I would like to start off by congratulating Kelsey Fortier in Grade 12, who won the award for Best Speaker in her committee, DISEC (The Disarmament and International Security Committee) when representing Israel. As well, Lochlann Kerr won Best Speaker for his participation in WHO (World Health Organization), also representing Israel. The students sent to this simulation were nothing short of amazing. Students were always actively involved, raising their placards to debate and running around to help with resolution papers. Students from everywhere just showed so much passion and interest to be here at HSMUN. Everyone worked hand in hand to make this the most authentic experience possible for all those participating. People stuck by their foreign policies and developed allies, as well as (not going to lie) a couple of enemies. Many delegates worked their tails off to get resolutions passes, merge papers, form alliances and become the negotiator of a lifetime.

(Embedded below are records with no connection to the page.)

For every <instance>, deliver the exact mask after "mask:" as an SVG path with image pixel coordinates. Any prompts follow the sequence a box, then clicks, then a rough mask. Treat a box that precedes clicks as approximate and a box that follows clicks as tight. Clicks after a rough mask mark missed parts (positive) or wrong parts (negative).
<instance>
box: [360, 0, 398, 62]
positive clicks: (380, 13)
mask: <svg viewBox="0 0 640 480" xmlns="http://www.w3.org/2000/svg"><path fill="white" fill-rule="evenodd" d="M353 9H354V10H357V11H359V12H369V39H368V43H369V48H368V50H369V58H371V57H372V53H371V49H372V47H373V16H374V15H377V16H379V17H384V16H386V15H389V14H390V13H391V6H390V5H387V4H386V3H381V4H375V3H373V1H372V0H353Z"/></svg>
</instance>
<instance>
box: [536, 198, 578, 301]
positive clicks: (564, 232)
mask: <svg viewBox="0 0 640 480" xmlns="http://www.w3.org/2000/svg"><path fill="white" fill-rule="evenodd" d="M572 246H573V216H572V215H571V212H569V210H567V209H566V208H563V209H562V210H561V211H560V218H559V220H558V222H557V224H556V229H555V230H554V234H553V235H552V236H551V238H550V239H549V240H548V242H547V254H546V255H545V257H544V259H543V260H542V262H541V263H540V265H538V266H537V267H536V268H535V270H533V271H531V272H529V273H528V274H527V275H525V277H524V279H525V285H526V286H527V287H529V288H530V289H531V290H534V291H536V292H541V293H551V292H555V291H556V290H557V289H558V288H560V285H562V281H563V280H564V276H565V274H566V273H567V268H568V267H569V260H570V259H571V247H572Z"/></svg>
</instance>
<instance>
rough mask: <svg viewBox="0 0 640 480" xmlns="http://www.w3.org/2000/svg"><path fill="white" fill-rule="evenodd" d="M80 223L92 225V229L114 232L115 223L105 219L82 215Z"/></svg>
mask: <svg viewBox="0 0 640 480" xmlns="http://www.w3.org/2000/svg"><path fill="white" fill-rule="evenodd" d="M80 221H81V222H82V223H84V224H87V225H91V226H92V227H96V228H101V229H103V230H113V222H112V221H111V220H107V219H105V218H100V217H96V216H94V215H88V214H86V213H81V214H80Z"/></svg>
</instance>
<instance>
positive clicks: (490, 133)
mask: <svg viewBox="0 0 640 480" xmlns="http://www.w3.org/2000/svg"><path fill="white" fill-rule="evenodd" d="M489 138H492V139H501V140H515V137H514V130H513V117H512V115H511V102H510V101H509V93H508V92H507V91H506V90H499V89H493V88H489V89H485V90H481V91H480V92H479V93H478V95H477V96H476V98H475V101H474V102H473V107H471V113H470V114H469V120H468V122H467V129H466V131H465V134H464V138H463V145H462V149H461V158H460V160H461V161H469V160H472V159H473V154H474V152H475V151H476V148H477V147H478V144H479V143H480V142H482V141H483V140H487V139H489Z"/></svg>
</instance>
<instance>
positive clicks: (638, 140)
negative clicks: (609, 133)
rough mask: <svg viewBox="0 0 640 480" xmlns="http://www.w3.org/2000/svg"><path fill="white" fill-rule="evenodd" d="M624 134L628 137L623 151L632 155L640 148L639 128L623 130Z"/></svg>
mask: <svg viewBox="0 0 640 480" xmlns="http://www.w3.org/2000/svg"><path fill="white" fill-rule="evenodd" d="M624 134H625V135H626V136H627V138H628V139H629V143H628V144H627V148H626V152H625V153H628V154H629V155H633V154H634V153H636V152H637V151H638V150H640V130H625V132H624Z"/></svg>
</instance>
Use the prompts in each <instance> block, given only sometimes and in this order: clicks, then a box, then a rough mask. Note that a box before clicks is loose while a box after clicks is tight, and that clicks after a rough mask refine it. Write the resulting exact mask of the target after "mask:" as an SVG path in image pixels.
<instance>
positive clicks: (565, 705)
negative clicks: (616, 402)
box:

You may think that HSMUN is this serious event where students wear pressed suits and talk like they wrote the Oxford dictionary, then decided to memorize it for fun. Well, if this is what you think, you are way off base. The reality is, this is an event filled with teenagers like you and me, even with the whole idea of making decisions for the world on the table. There is still time to joke around and have fun, as long as by the end of the day, you’ve submitted a paper that’s going to hypothetically change the world for the greater good.

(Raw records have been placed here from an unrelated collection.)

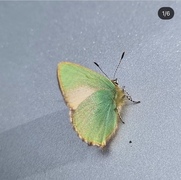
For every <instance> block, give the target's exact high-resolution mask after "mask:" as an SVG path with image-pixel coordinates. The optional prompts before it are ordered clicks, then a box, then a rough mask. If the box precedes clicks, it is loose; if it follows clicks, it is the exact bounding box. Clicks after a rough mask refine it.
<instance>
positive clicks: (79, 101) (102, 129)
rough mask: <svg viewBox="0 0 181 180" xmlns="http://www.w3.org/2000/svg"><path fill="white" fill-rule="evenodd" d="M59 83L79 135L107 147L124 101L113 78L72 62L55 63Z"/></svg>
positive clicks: (119, 91)
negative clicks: (108, 77)
mask: <svg viewBox="0 0 181 180" xmlns="http://www.w3.org/2000/svg"><path fill="white" fill-rule="evenodd" d="M58 81H59V86H60V89H61V92H62V95H63V97H64V100H65V102H66V104H67V106H68V107H69V108H70V118H71V122H72V124H73V127H74V129H75V131H76V132H77V134H78V136H79V137H80V138H81V139H82V140H84V141H85V142H86V143H88V144H89V145H96V146H100V147H104V146H106V143H107V142H108V140H109V139H110V138H111V137H112V136H113V135H114V133H115V131H116V129H117V127H118V120H119V119H120V111H121V109H122V107H123V105H124V104H125V96H126V95H125V93H124V89H122V88H120V87H119V86H118V83H117V81H116V80H112V81H111V80H109V79H108V78H107V77H105V76H103V75H101V74H99V73H97V72H94V71H92V70H90V69H88V68H86V67H83V66H80V65H78V64H75V63H71V62H61V63H59V64H58Z"/></svg>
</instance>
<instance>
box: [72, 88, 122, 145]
mask: <svg viewBox="0 0 181 180" xmlns="http://www.w3.org/2000/svg"><path fill="white" fill-rule="evenodd" d="M71 118H72V123H73V126H74V129H75V130H76V131H77V133H78V135H79V137H80V138H81V139H83V140H84V141H85V142H87V143H88V144H90V145H97V146H101V147H104V146H105V145H106V142H107V141H108V140H109V139H110V138H111V136H112V135H113V134H114V133H115V131H116V129H117V124H118V113H117V109H116V104H115V101H114V93H112V92H111V91H108V90H100V91H97V92H95V93H93V94H92V95H91V96H89V97H88V98H87V99H86V100H84V101H83V102H82V103H81V104H80V105H79V106H78V108H77V109H76V110H72V111H71Z"/></svg>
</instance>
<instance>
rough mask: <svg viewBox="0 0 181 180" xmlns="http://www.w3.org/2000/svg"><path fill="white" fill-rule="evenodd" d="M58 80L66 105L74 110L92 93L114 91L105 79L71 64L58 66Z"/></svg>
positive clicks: (94, 72)
mask: <svg viewBox="0 0 181 180" xmlns="http://www.w3.org/2000/svg"><path fill="white" fill-rule="evenodd" d="M58 80H59V85H60V89H61V91H62V94H63V96H64V99H65V101H66V103H67V105H68V106H69V107H70V108H71V109H74V110H75V109H76V108H77V107H78V105H79V104H80V103H81V102H82V101H83V100H85V99H86V98H87V97H89V96H90V95H91V94H92V93H94V92H96V91H98V90H101V89H107V90H114V89H115V86H114V84H113V83H112V82H111V81H110V80H109V79H108V78H107V77H105V76H103V75H101V74H99V73H96V72H94V71H92V70H90V69H88V68H85V67H83V66H80V65H78V64H74V63H71V62H61V63H59V64H58Z"/></svg>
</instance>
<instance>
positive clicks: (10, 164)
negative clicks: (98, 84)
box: [0, 2, 181, 180]
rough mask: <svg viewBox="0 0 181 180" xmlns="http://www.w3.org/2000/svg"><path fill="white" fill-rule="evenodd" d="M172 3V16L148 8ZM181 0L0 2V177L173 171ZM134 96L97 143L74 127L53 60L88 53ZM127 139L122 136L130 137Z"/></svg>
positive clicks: (102, 173)
mask: <svg viewBox="0 0 181 180" xmlns="http://www.w3.org/2000/svg"><path fill="white" fill-rule="evenodd" d="M163 6H169V7H172V8H173V9H174V11H175V16H174V17H173V19H171V20H161V19H160V18H159V17H158V15H157V13H158V10H159V9H160V8H161V7H163ZM180 9H181V3H179V2H178V3H176V2H147V3H146V2H0V179H1V180H15V179H18V180H50V179H52V180H54V179H57V180H59V179H61V180H62V179H63V180H64V179H65V180H66V179H70V180H74V179H79V180H85V179H94V180H98V179H104V180H107V179H109V180H110V179H114V180H115V179H119V180H120V179H123V180H125V179H129V180H152V179H154V180H155V179H164V180H166V179H167V180H170V179H174V180H177V179H180V178H181V151H180V147H181V138H180V137H181V120H180V117H181V98H180V89H181V23H180V19H181V11H180ZM123 51H125V52H126V54H125V57H124V59H123V61H122V63H121V67H120V68H119V70H118V72H117V78H118V80H119V84H120V86H126V90H127V91H128V92H129V94H130V95H131V96H132V98H133V99H135V100H140V101H141V104H138V105H128V106H126V108H125V111H124V115H123V120H124V122H125V125H122V124H121V123H120V124H119V125H120V128H119V130H118V132H117V134H116V136H115V138H114V139H113V140H112V141H111V143H109V145H108V147H107V148H106V149H105V150H104V151H102V150H100V149H99V148H96V147H89V146H87V144H85V143H83V142H82V141H81V140H80V139H79V138H78V137H77V136H76V133H75V132H74V131H73V129H72V126H71V124H70V121H69V115H68V108H67V107H66V106H65V104H64V101H63V98H62V96H61V93H60V91H59V87H58V83H57V77H56V69H57V64H58V62H60V61H63V60H68V61H72V62H76V63H79V64H81V65H83V66H86V67H88V68H91V69H93V70H95V71H98V72H100V71H99V70H98V69H97V67H96V66H95V65H94V64H93V61H96V62H97V63H99V64H100V66H101V67H102V69H103V70H104V71H105V72H106V73H107V74H108V76H109V77H110V78H112V76H113V73H114V70H115V68H116V65H117V64H118V61H119V58H120V55H121V54H122V52H123ZM130 140H131V141H132V143H131V144H130V143H129V141H130Z"/></svg>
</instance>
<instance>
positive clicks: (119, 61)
mask: <svg viewBox="0 0 181 180" xmlns="http://www.w3.org/2000/svg"><path fill="white" fill-rule="evenodd" d="M124 54H125V52H123V54H122V56H121V59H120V61H119V64H118V65H117V67H116V70H115V72H114V76H113V79H114V78H115V75H116V72H117V70H118V68H119V65H120V64H121V61H122V59H123V57H124Z"/></svg>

I spent my time in Legal Committee, where we discussed the rights of illegal migrants and the legal parameters to be set for international espionage. We had other students scattered all over the place from DISEC, WHO, and UNICEF, representing an array of countries, and discussing topics of all nature. When it came to discussion, delegates were sometimes roasted for ten minutes straight on their foreign policy. In other instances, delegates were commended for what they said, and it could be heard in the loud banging of hands knocking or slapping passionately on the wood of the desk. These are the sounds of encouragement one hears after making a memorable remark, or one that got to the hearts of many people.
All joking aside, HSMUN is an experience everyone should enjoy more than once in their life. You develop skills you never thought you had. You end up learning so much from the experience itself. You have amazing university students donating their time, to make it the best time possible.We had Senator Doug Roche come on the night of the banquet to discuss his time and involvement in the UN. These are once-in-a-lifetime experiences that you can’t recreate. You end up meeting people you would never have met otherwise. You have the chance to learn about real world issues that not only affect you, but people around the world. If you are curious about what happened at HSMUN, you can check out the Daily Delegate , which is the newspaper they put out on the events of the day and previous day. I HIGHLY recommend reading it, as it is quite hilarious and very well-written by a press staff made up of volunteers and students. (I ‘m not being biased, it’s not like I run a paper or anything of that nature.) It will also help you get an idea of what happened at HSMUN while you were doing your physics homework.